私の所では、二月二十日から、月末までの良い日を選んでとお伝えを頂きましたので、その間の日曜日に執り行うようにしています。
祈年祭は、11月の新嘗祭(一般には、勤労感謝の日)と対になっています。
つまりお願いをしたら、そのご報告と感謝を申し上げる事が、大切ですので、祈年祭に出席して祈願をしたら、新嘗祭にも出席することが前提になります。
この年一年どんななことを叶えたいのか、はっきりしましたでしょうか。そしてその為のご計画は出来ましたでしょうか。神様に、何をお願いしたいのかがはっきりせず、「何でもいいから、最高に幸せになりますように」では、神様もお困りになるはずです。
幸せの感じ方は、人それぞれに異なり、神様が「この人にとって、これが最高の幸せ」ともし与えて下さったとしても、それが成就するためには、それだけの鍛えが必要なことが少なくありません。ですから、その気持ちになっていない方にとっては苦痛なだけと言うことにもなりかねません。たとえばオリンピックの選手でも、それに出たいと思う人だから、一日の大半を厳しい練習にも耐えることが出来るのです。
ですから「自分は、何を成就したいのか」「そのための計画は、こう」ということが、絶対に必要なのです。
さらに「願いが叶った後、どうするのか」ということが、神様が願いを聞き届けて下さる大事な決め手になります。
たとえば「病気が治りますように」「命が助かりますように」と願い出たときに「では健康になったら、あなたは、何をするつもりか」と神様から問われているはずです。そのお言葉は、直接聞くことが出来ないかとは思いますが、その時に「泥棒をします」「振り込め詐欺をして、お年寄りからごっそりとお金をだまし取ります」と答えたらどうでしょうか。
「今年こそ、結婚が出来ますように」「良い人に巡り会えますように」と願い出たときも、「どんな結婚生活を築きたいのか」と必ず問われています。その時に「女なら(男なら)誰でもいい」「タダで使える召使い代わりに」と答えたとしたら、「そんなことなら、神の預かるところに非ず。もっと家族になる人を大切にする心になってから、参るがよい。」と即座にご返答頂いているはずです。
皆さんは、ご祈願したら成就するまで分からないと思っておられると思いますが、本当は「ご祈願と同時に、神様からはご返事が出られている」のです。
「即座にも叶う」場合と、「これこれを成し遂げたら、叶うであろう」とご回答が出られる場合と、「その願いは叶えるわけには、まいらぬ」あるいは「そなたにそれは不向きだから、別の進路(あるいは仕事など)を考えよ」と断られてしまう場合などに分かれます。

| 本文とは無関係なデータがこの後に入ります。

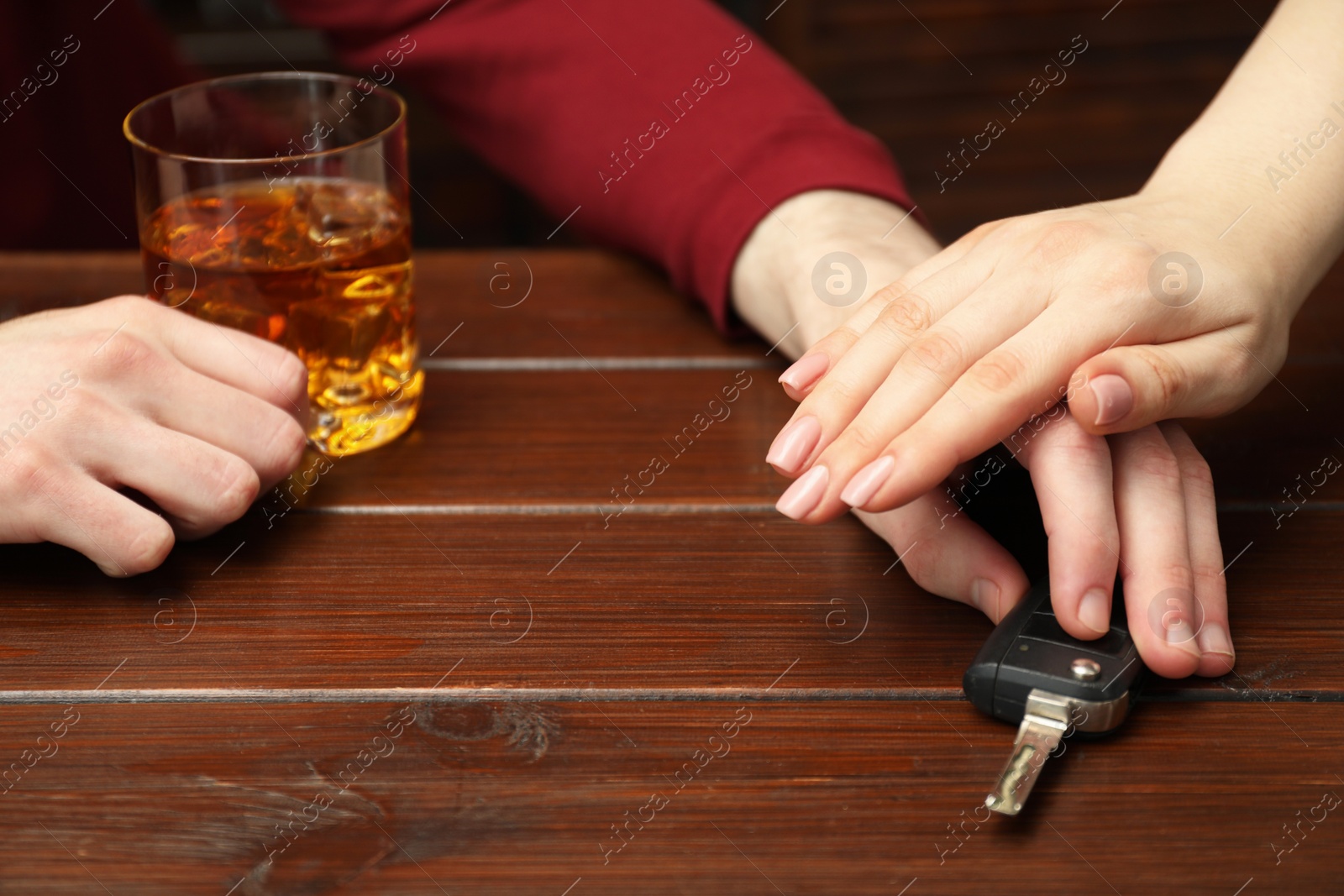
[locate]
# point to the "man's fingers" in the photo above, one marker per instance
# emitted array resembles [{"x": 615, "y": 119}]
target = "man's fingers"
[
  {"x": 201, "y": 486},
  {"x": 1132, "y": 385},
  {"x": 230, "y": 356},
  {"x": 260, "y": 432},
  {"x": 71, "y": 508},
  {"x": 1206, "y": 555},
  {"x": 1072, "y": 472},
  {"x": 948, "y": 553},
  {"x": 1160, "y": 590}
]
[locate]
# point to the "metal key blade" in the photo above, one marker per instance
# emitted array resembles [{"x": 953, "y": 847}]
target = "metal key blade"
[{"x": 1041, "y": 731}]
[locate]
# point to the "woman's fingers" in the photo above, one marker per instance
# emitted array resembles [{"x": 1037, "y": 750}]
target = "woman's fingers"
[
  {"x": 1132, "y": 385},
  {"x": 1206, "y": 555},
  {"x": 949, "y": 555},
  {"x": 1072, "y": 472},
  {"x": 803, "y": 376},
  {"x": 869, "y": 359},
  {"x": 1160, "y": 587}
]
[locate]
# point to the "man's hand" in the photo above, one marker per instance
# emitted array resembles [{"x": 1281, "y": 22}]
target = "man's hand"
[
  {"x": 1092, "y": 304},
  {"x": 1142, "y": 504},
  {"x": 129, "y": 394}
]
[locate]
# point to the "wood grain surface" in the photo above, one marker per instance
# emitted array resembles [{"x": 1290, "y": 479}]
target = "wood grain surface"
[
  {"x": 719, "y": 795},
  {"x": 564, "y": 663}
]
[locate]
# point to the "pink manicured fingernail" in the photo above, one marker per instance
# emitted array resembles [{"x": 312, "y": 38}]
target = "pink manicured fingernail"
[
  {"x": 793, "y": 445},
  {"x": 806, "y": 371},
  {"x": 1115, "y": 398},
  {"x": 804, "y": 495},
  {"x": 867, "y": 481}
]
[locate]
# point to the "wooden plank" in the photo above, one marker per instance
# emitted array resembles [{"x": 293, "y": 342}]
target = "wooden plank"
[
  {"x": 679, "y": 602},
  {"x": 806, "y": 797}
]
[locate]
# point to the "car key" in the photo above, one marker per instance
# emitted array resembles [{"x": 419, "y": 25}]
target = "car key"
[{"x": 1035, "y": 673}]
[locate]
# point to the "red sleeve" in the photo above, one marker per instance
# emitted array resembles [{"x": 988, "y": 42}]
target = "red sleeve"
[{"x": 669, "y": 127}]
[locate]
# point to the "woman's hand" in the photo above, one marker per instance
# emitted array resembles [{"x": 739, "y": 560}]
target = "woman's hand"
[
  {"x": 1151, "y": 516},
  {"x": 1090, "y": 304},
  {"x": 129, "y": 394}
]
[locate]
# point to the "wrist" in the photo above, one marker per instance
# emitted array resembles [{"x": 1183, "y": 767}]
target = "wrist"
[{"x": 773, "y": 277}]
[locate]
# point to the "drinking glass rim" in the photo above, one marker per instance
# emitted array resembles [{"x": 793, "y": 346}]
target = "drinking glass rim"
[{"x": 265, "y": 76}]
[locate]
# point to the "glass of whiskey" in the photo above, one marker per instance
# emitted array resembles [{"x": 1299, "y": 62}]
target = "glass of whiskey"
[{"x": 277, "y": 204}]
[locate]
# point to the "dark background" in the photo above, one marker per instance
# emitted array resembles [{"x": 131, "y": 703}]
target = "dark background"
[{"x": 921, "y": 74}]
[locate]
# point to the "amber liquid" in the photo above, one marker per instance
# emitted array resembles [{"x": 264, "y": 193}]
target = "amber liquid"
[{"x": 320, "y": 266}]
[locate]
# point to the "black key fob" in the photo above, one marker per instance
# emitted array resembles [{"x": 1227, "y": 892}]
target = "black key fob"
[{"x": 1035, "y": 673}]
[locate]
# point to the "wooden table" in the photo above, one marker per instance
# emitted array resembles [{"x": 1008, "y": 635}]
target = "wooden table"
[{"x": 445, "y": 672}]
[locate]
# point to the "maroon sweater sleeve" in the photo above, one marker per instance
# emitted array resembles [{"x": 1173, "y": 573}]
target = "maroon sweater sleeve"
[{"x": 667, "y": 125}]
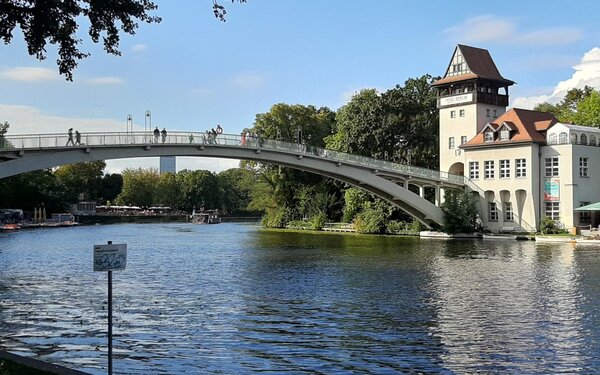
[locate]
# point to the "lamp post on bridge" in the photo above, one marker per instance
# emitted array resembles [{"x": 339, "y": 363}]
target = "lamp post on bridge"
[
  {"x": 147, "y": 121},
  {"x": 129, "y": 125}
]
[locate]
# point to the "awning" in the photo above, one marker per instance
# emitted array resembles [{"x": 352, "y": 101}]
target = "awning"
[{"x": 589, "y": 207}]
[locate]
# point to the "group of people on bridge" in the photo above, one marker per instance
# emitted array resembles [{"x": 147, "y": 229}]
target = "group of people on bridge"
[
  {"x": 160, "y": 133},
  {"x": 70, "y": 137}
]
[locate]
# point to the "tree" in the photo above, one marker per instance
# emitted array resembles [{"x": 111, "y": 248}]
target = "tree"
[
  {"x": 588, "y": 110},
  {"x": 110, "y": 187},
  {"x": 399, "y": 125},
  {"x": 569, "y": 110},
  {"x": 138, "y": 187},
  {"x": 57, "y": 22},
  {"x": 81, "y": 178},
  {"x": 200, "y": 189},
  {"x": 238, "y": 186}
]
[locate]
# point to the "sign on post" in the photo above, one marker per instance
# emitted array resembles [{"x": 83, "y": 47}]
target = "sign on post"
[{"x": 111, "y": 257}]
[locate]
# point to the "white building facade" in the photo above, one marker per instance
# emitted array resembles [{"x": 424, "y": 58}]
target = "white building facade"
[{"x": 526, "y": 164}]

神様にお願いしても、それは単なる気休めと思ったら大間違いです。
本当に神様はいらっしゃり、真剣に願い出て、それが神様のご意図に叶うことであれば、成就の為のお力を加えて頂けるのです。
祈年祭をご存知の方は、まだ少ないかもしれませんが、今月はそうした大事な一年の祈願が出来るみ祭があるのです。